Under the so-called 'Edinburgh facility', the bank accelerated the financing of more than 140 major projects and regional investment programmes, then went on to launch a

1-billion-ecu subsidised loan scheme for the creation of jobs and the development of SMEs.

“It seems to me certainly - having come into the bank in 1993 - that the role of the bank and the expectations of it have grown considerably over the last couple of years,” he said.

The next great challenge will be the Union's enlargement to the east.

Already the EIB has a mandate to lend up to 3 billion ecu to 11 Central and Eastern European countries, but this expires next year.

Ecofin must decide soon whether to continue this, Unwin says.

“We need to know so we can do proper medium-term planning, but I would expect them to ask the bank to continue at least the present annual rate of about a billion ecu a year,” he says.

Since his arrival at the bank, Unwin had left the internal structure of the EIB all but intact. However, this year he decided to end the separation of the teams of engineers and economists. This month, they were merged into a single projects directorate.

“We've done this because I think the priceless asset of this bank is its project appraisal expertise and I think this will have the effect of rationalising that expertise with multi-disciplinary teams. Instead of having economists doing one job and engineers another, we'll have a single set of technical experts appraising the projects,” he said.

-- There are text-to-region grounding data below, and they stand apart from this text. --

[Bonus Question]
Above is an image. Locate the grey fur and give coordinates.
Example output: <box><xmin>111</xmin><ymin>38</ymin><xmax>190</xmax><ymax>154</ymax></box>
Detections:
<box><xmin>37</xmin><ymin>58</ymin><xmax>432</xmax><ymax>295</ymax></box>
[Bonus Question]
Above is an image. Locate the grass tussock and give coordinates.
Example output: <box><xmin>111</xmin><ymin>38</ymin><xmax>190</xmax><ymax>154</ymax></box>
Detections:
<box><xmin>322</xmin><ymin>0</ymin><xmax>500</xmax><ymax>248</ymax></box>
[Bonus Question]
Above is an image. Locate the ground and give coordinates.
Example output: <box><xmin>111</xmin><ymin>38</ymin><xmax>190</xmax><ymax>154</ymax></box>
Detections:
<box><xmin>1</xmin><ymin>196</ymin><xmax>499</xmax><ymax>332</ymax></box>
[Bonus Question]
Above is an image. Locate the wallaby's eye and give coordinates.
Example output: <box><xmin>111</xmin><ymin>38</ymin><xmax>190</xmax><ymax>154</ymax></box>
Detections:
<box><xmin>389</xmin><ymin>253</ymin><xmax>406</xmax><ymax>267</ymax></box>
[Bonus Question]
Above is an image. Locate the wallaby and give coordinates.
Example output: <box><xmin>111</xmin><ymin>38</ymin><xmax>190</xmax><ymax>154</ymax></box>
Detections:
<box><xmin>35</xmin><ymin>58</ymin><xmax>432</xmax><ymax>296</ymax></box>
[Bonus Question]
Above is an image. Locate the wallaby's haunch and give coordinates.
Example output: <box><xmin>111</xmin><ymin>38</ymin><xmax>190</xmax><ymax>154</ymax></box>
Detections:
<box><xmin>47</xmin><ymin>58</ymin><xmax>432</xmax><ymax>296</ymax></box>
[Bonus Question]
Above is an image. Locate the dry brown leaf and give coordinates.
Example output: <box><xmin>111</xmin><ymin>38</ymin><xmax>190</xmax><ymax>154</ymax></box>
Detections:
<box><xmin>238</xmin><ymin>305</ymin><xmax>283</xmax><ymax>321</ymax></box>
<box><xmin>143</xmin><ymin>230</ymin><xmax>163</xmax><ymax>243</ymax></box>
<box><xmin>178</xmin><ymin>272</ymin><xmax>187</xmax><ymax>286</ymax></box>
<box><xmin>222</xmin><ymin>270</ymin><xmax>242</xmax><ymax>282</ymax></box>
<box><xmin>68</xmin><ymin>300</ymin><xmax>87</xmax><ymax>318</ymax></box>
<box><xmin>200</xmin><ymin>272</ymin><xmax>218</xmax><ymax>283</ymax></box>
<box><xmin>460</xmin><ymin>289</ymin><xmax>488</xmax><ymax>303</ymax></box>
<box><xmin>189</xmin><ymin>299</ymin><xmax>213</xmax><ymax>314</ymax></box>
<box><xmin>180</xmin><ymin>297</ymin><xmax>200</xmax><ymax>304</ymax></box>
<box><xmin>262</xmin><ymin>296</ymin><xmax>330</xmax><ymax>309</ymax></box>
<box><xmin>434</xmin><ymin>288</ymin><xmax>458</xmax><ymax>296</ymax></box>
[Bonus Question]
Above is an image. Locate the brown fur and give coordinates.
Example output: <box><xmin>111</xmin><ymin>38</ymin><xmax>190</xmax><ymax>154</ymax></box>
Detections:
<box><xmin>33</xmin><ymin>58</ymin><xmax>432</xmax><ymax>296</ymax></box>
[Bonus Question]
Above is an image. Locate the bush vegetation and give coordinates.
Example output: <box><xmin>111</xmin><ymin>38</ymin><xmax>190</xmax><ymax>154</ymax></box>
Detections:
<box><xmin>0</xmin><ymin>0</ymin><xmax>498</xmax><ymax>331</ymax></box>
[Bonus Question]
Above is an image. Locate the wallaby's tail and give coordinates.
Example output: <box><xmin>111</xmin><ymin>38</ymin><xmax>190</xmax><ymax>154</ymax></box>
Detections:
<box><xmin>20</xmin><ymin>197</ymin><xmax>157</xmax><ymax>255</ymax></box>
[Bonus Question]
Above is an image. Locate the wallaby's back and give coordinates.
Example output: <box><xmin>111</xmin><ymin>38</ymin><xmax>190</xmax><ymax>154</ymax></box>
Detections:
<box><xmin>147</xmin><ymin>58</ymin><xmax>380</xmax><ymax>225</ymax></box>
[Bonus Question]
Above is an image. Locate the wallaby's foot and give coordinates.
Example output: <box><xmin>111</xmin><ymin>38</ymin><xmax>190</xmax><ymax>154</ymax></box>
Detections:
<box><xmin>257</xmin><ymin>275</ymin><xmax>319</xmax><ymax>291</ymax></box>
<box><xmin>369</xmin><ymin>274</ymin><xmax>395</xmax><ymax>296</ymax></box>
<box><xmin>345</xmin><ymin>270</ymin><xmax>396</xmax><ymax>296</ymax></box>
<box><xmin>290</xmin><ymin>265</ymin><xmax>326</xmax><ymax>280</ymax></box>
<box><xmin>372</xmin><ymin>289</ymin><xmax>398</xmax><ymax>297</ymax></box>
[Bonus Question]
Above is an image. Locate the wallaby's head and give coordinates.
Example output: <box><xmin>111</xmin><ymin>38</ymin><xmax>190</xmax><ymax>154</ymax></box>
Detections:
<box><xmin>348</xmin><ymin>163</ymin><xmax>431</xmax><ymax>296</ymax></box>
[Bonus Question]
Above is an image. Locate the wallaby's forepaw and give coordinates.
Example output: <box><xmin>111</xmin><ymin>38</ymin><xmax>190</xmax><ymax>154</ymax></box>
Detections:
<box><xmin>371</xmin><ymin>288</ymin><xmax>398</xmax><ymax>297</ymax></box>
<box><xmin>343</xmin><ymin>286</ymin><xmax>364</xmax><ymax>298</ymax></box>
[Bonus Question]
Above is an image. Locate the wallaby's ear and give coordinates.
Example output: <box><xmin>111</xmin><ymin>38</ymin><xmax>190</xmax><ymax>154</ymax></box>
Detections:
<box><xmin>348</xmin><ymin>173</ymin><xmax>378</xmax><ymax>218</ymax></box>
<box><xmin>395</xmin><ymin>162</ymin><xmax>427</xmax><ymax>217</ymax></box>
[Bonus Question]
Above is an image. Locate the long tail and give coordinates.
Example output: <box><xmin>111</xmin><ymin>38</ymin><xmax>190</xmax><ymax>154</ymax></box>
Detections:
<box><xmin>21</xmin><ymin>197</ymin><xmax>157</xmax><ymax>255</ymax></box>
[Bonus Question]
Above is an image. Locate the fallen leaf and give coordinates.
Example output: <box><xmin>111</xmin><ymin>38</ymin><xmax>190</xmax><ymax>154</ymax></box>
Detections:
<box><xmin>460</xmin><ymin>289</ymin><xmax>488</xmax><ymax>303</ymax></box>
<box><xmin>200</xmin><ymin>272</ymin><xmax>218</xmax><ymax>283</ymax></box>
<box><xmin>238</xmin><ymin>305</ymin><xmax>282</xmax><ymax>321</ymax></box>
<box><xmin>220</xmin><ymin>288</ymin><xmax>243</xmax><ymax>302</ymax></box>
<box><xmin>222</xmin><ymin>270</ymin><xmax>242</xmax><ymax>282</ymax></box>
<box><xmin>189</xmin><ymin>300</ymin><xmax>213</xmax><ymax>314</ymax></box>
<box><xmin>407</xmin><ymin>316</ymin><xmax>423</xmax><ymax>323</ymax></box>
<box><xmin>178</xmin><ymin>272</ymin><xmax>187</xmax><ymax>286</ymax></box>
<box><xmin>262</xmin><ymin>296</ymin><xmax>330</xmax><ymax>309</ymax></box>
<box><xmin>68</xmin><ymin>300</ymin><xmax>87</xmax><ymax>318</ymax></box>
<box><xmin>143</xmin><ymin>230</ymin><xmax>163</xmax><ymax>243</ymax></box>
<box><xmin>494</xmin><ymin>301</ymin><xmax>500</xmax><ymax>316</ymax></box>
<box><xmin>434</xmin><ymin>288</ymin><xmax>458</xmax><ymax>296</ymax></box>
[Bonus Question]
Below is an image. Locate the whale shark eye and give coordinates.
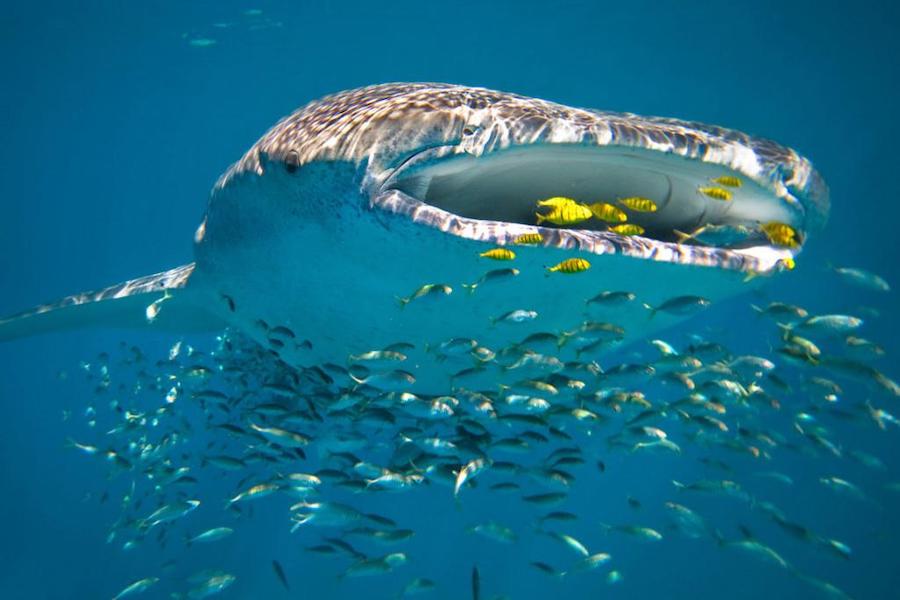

“It may not sound very radical, but it does break a very long tradition in the bank of having separate cores of experts.”

This all leaves little time for Unwin to indulge his real passions: birdwatching and cricket.

Fortunately for him, his end-of-terrace office looks out over a small garden with a bird-bath where, on a typical morning, he can spot up to 35 different species.

As for cricket, this former fast bowler for the Kingswood Village Club in Surrey may soon have to hang up his sweater. Asked to open the bowling in August, Unwin tore a hamstring and was forced to retire. “I think I have to recognise that the years are taking their toll,” says the 50-year old banker.

Nevertheless, with four more years to serve in his largely sedentary task at the bank, Unwin will continue to promote EIB as one of the emerging players in the Union's hierarchy.